We however, ate our lunch there, then left without seeing the actual spoutage. Lets face it, if you've seen it once, or never but seen a video, you've pretty much seen it enough. Frankly, it wouldn't surprise me if it ever stopped spouting regularly, if the park would recreate it with pipes, only make it more spectacular. Vegas style, baby!

My personal favorite area we toured was the Sour Lake/ Dragon's Somethingorother circuit.
Look at that. Imagine stumbling across that in the middle of a forest or something. How could you not assume a dragon slept within?

The Sour Lake loop is really pretty, and has some interesting features, though the initial hill was a bit daunting when the sun is pounding down and you're still carrying your hibernation weight, like i have since 1987.

Speaking of odd sights, as we walked up the trail, a very large woman was walking down, camera around her neck. As she walked past people, telegraphing her moves, so nonchalant that she was painfully obvious, she would turn her head away from the person, lift her camera up, and take a snapshot of the other person's face. We are pretty sure she was stealing people's souls. She got the Indian guy ahead of us and my wife's, but I glared angerly at her and had a bigger camera, so she waddled past, looking for easier prey. Soul-sucker.

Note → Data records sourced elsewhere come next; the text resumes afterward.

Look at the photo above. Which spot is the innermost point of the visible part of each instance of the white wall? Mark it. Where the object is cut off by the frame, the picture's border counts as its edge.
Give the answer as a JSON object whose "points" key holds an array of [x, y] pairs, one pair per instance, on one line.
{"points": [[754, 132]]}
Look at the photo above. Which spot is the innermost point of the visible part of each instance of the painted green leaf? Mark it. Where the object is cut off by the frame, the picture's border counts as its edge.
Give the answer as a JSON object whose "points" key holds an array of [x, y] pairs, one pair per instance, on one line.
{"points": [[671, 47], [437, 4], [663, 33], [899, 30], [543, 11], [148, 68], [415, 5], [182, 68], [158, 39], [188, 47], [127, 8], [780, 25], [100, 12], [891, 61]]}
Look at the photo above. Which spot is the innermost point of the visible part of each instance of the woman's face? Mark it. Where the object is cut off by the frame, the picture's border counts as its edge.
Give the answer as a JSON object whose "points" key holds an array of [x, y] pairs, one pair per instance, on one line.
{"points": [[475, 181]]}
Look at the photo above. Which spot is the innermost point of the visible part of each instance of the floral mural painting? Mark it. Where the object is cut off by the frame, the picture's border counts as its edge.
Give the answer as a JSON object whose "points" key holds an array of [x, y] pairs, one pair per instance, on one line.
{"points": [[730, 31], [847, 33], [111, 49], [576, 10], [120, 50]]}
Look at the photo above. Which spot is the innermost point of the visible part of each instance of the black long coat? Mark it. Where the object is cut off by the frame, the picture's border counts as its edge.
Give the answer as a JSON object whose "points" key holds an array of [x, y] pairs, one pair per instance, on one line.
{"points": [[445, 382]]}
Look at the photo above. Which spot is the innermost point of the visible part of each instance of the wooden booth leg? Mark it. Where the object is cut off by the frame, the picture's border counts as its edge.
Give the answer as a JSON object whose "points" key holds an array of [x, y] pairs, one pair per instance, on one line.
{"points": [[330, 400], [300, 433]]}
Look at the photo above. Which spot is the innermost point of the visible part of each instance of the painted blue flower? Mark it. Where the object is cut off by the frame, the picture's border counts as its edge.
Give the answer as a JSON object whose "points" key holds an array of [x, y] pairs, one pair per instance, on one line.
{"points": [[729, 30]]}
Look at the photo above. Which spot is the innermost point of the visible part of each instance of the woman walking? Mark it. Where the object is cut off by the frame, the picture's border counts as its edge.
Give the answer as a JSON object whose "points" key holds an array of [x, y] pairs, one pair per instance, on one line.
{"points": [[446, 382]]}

Anyway, the park was pretty, but if we ever go back, it'll be in late, late summer or early spring. I'd rather have snow than crowds.

We ate in Cooke City, in a little bar that had excellent pizza and a very harried waitress and found a campsite just past there.

A pretty full day. We locked our valuables in the Bear box and crashed hard.


Steve at Random said...

I take it that we're getting the vacation to Montana in a serial package again. I'm looking forward to the trip to Solberg cabins and Smores on the campfire. The "popcorn" story and the "He won't get any better action than that" sequel will be worth waiting for.

randymeiss said...

Thank you so much for sharing a glimpse of Montana. As opposed to fellow blogger Steve at Random who has been mysteriously mute on the subject. He can't even use the excuse of being too busy as I spied him golfing with his sons Wednesday morning, during working hours no less!

I've only been to Yellowstone a couple times. The first time I was very young and I believe we went during the off season. My 2nd time was a glorious motorcycle trip I took to Oregon with my Dad and brother. You have not lived until you've crossed the Rocky Mountains from the seat of a motorcycle. I don't remember YNP being all that crowded though. We must have hit a low spot during the tourist season.